Business and industry leaders warned, however, that AQCC officials, in approving the APCD’s proposal without the intense deliberation that’s marked other recent rulemakings, have launched a regulatory process without understanding its full impacts. The only significant change made by the commission was the substitution of formaldehyde for acrolein — two compounds that emanate from largely the same sources — among the five priority contaminants.

Groups including the Colorado Chamber of Commerce, Colorado Oil & Gas Association and American Petroleum Institute Colorado noted that there have been no discussions about how feasible or even possible it is to control the compounds on the priority list. Thus, they said it was difficult to assess the impact of the rules when the AQCC identified the contaminants before creating any health-based standards for air toxics or determining how possible it would be to reduce the toxics without job loss or untenable costs.

“The ability to control should inherently consider whether the costs of control are reasonable.
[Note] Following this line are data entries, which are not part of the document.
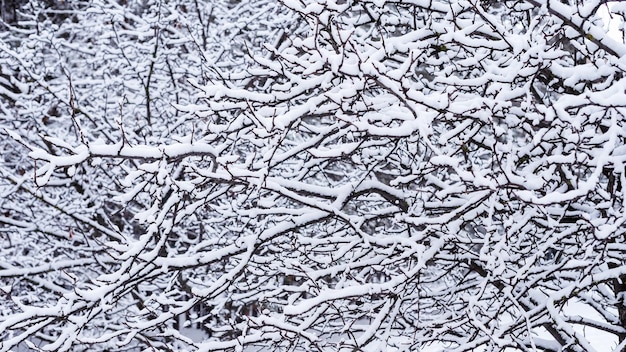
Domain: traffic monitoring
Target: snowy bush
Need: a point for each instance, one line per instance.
(314, 175)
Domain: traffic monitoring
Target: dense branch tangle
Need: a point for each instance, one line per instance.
(384, 175)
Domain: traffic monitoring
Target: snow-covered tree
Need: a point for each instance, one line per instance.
(335, 175)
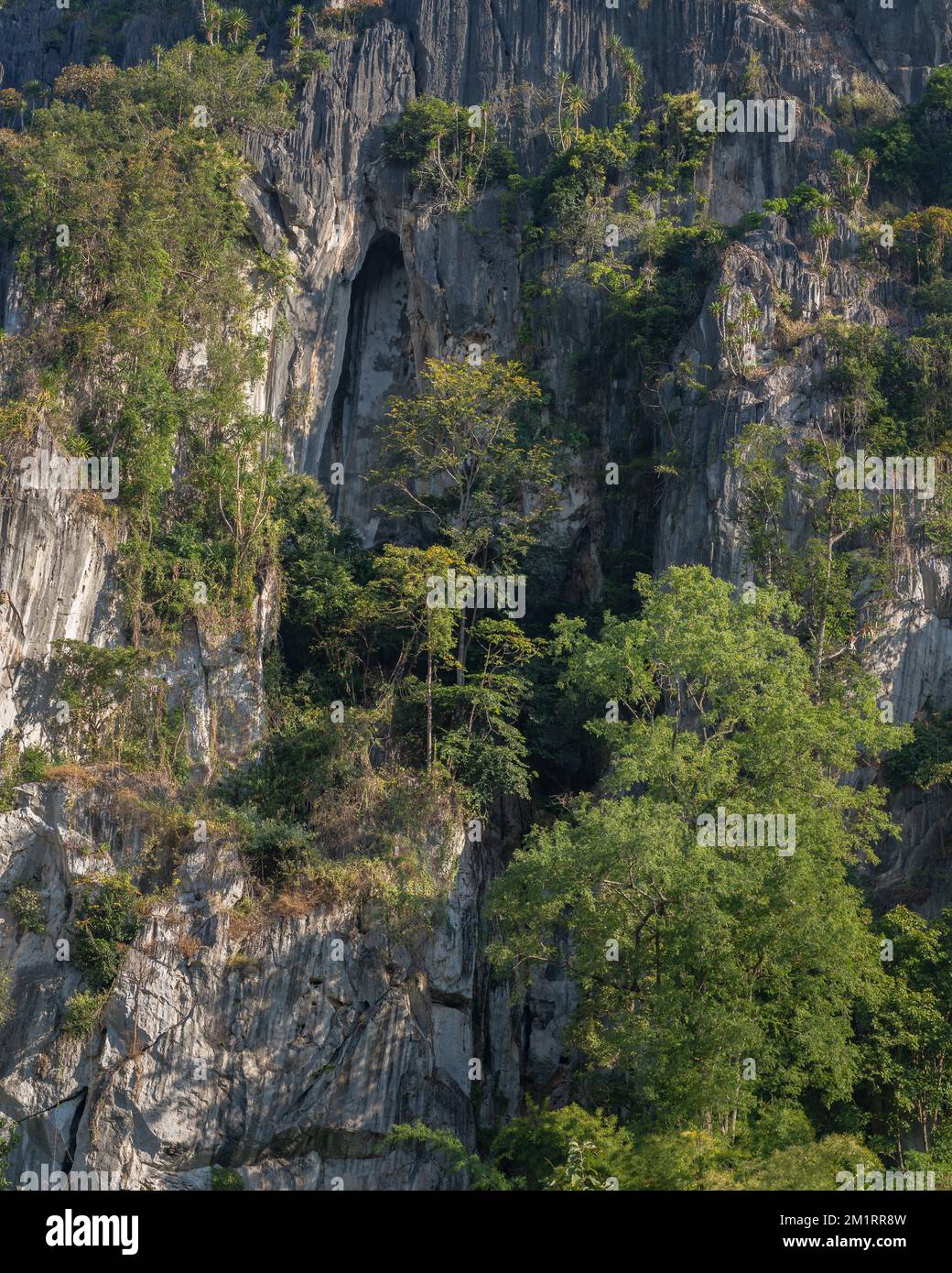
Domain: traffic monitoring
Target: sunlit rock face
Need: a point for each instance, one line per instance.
(258, 1050)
The division should have conducted at least some level of control reasonability analysis,” said Christy Woodward, Colorado Chamber regulatory affairs advisor. “The Chamber isn’t asking for no regulations. We’re asking for regulatory certainty.”

One toxic air contaminant stirs major debate

At the center of that debate was Metro Water Recovery, which serves as the largest wastewater treatment organization between Chicago and Los Angeles and has a treatment facility in north Denver. Adding controls such as covers over extensive liquid stream areas to control hydrogen sulfide emissions would be “at best challenging and, at worst, infeasible” for customers throughout the metro area, said chief legal officer Emily Jackson.
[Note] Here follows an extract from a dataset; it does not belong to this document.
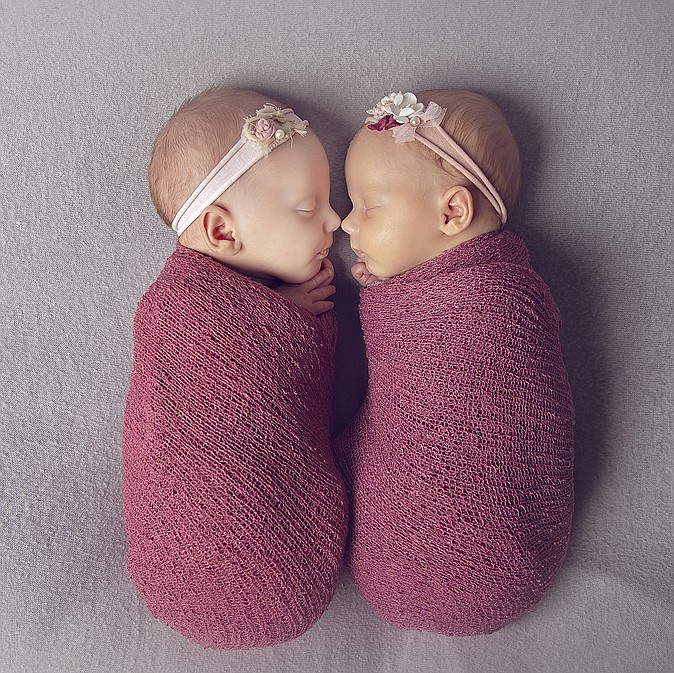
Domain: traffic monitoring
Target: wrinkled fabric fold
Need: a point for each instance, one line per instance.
(234, 511)
(459, 464)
Largely because of that scenario, commissioners spent more time debating the inclusion of hydrogen sulfide than any of the other priority contaminants. While Metro Water officials said they already have done extensive work to reduce the odors from the compound, north Denver residents complained that it causes headaches and nosebleeds and forces them to stay home from work.

Commissioner Tony Gerber, a professor of pulmonary medicine, argued that proponents of prioritizing the contaminant failed to show any causality between the specific emissions of hydrogen sulfide and their ailments. Although the compound is odorous, there is limited data on its dangers — it is not considered a hazardous air pollutant by the federal government — and tying it to health conditions via anecdotal evidence could be akin to tying vaccines to autism because of a handful of people who link the two, he said.
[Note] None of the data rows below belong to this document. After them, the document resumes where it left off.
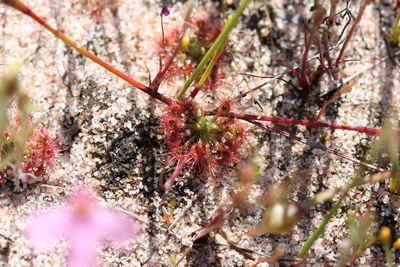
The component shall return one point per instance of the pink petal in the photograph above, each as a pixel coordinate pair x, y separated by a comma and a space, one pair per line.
45, 228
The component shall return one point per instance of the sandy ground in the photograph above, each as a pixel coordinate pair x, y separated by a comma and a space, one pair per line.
110, 137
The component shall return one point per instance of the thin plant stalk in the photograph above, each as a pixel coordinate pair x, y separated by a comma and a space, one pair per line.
307, 123
321, 228
20, 6
351, 32
217, 45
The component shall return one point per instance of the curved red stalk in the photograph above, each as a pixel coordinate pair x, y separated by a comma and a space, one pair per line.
20, 6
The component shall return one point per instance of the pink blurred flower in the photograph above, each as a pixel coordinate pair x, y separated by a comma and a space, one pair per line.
84, 223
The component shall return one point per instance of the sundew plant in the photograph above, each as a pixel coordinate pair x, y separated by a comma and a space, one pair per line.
261, 147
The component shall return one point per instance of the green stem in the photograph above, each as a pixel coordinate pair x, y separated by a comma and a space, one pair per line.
219, 42
320, 230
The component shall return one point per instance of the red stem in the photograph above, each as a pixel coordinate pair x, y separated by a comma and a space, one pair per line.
307, 123
20, 6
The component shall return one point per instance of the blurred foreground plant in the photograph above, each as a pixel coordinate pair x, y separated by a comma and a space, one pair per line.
84, 223
26, 150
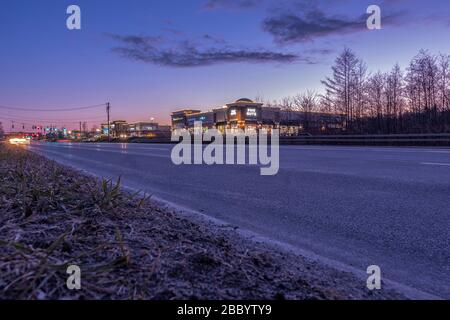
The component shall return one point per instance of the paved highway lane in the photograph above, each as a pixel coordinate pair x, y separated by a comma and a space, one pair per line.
355, 205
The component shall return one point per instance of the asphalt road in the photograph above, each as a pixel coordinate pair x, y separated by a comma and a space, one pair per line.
355, 205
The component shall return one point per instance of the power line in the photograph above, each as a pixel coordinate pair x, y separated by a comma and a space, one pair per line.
18, 118
48, 121
53, 110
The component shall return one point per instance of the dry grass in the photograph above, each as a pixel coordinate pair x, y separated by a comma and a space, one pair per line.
129, 248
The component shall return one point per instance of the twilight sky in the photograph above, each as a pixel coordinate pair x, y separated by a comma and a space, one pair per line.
149, 58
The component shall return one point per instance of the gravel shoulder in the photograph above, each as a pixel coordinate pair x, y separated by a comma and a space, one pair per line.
128, 246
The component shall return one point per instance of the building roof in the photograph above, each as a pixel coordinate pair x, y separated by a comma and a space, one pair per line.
247, 100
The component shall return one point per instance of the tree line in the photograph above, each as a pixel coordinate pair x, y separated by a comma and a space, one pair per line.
415, 100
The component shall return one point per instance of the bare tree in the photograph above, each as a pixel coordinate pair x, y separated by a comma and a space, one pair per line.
444, 81
341, 86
“There’s no harm in putting this in. But this is a slippery slope,” Gerber said. “And I just think we need to be very careful about that slope, because if it was about something else for which we believe the opposite — like vaccines — we would feel differently.”

Regulating toxic air could send message to loud communities

But Commissioner Jon Slutsky said that AQCC members needed to think beyond the boundaries of physical health as they debated ways to improve public health with the regulations and consider the mental health of community members asking for help. Fellow commissioner Elise Jones added that the inclusion of hydrogen sulfide in the first five air contaminants to undergo regulation also would send a signal to poorer, higher-minority and traditionally polluted areas like Commerce City that the state is listening to them.

“We as a state are putting a huge priority on writing environmental wrongs and prioritizing communities that have been disproportionately impacted,” Jones said. “We don’t have to sit here and say there’s causality; we can sit here and say there’s concern. And I think that’s important in building trust.”

In the end, most of the commission, including Gerber, agreed to list hydrogen sulfide as a priority toxic air contaminant in a straw poll that was taken. And they approved the final list of five contaminants as well as the recommendations for future consideration of contaminants unanimously.

A scientific technical working group will present to the AQCC next month on ideas for how to implement health-based standards for the priority contaminants, and then the APCD will begin drafting proposed rules for a September hearing. The AQCC is not required to adopt emission-control strategy regulations for the contaminants until April 2026.